*That is if you consider Frankenstein the first science fiction novel.
*Kind of late. Frankenstein was published on January 1st.
So what’s your favorite SF novel?
I’d have a hard time picking. The Rama novels & the Giants of Ganymede are some of the most interesting. Kevin Anderson’s Commonwealth novels are really good as well.
Hard to pick one. The Stars My Destination? The Left Hand of Darkness? Fluke; or I Know Why the Winged Whale Sings? Dhalgren? The Book of the New Sun? Replay? Gravity’s Rainbow?
I guess I’ll go with the one that changed my life: Titan by John Varley.
Very difficult decision indeed but I think I’ll go with HG Wells’ The Time Machine, if only for its enormous influence on SF.

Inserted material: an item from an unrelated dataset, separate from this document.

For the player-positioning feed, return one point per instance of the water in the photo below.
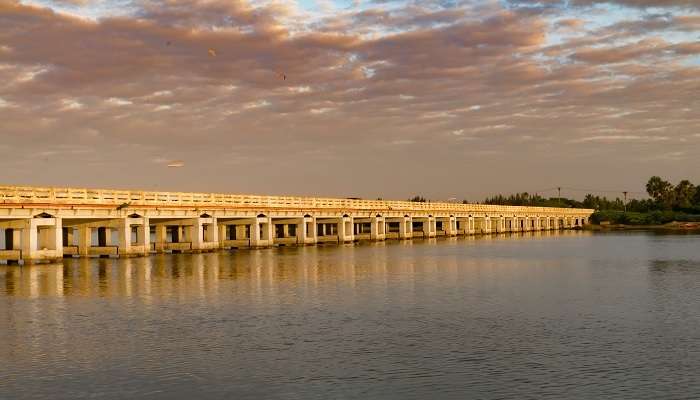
(566, 315)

And I wouldn’t dream of considering Frankenstein the first SF work, You’d have to discount works like Lucian (2nd century AD) Voyage to the Moon and Voltaire’s 18th century novella Micromégas about an alien from a planet orbiting Sirius who at the age of 450 (just finishing his infancy) travels to Earth, first stopping off at Saturn to enjoy a conversation with a Saturnian Academician. If these books aren’t SF then I don’t know what they are, and of course there are many more pre-Shelley.
I spent my entire Middle School years reading Sci-Fi. What was my favorite? Short stories.

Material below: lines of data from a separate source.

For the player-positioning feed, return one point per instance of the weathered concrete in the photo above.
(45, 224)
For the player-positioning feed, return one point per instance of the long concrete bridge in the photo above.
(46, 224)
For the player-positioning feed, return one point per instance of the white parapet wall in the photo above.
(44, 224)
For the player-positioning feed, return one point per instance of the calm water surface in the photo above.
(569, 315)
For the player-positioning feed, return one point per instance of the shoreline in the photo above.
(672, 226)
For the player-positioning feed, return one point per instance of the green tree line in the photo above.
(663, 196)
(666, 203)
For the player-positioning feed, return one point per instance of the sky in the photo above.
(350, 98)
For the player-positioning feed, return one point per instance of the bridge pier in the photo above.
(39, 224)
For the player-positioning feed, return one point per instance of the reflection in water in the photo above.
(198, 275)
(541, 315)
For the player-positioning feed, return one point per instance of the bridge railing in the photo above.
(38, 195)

(Ha! Dodged the question.)
If only I could make money by having strangers (or Alex Trebek?) naming a story and my identifying which anthology it was in:
“I Have No Mouth, and I Must Scream, Harlan Ellison. Tenth story in World’s Best Science Fiction of 1968!”
I’ll have to second the vote for The Moon is a Harsh Mistress.
But where science fiction really shines is the short story, not the novel. My nomination for the best science fiction short would be Niven’s “Inconstant Moon”.
Good choices both. For short story however, I’d go for “Fondly Fahrenheit” by Alfred Bester. As for novel, I think it varies for me day by day. Some days it might be “Double Star” or MiaHM, while other days it could be Pohl’s Jem or Varley’s The Golden Globe
If we’re choosing between well-known classics, I’d be wavering between The Disposessed, A Fire Upon the Deep or Stand On Zanzibar
But I think for my absolute favourite I have to go with an obscure entry: Nancy Kress’s An Alien Light which is a great character-driven book about the process of discovering that Science is a thing, and trying to bring it into a traditional/medieval society that can’t even process the idea of Sciencing, or why it might be good.
Favourite SF series: Julian May’s saga of the Pliocene Exiles - great Space Opera hovering just the right side of the Fantasy line
ETA: Short Story entry - Built Up Logically by Howard Schoenfeld. Does that count as SF? It’s kinda weird - which is of course the best thing about it
Whether Frankenstein is the first science fiction novel depends upon whether utopian literature can be classified as science fiction (in which case, the science would be social rather than life or physical). If so, the strongest argument would be for Plato’s Republic.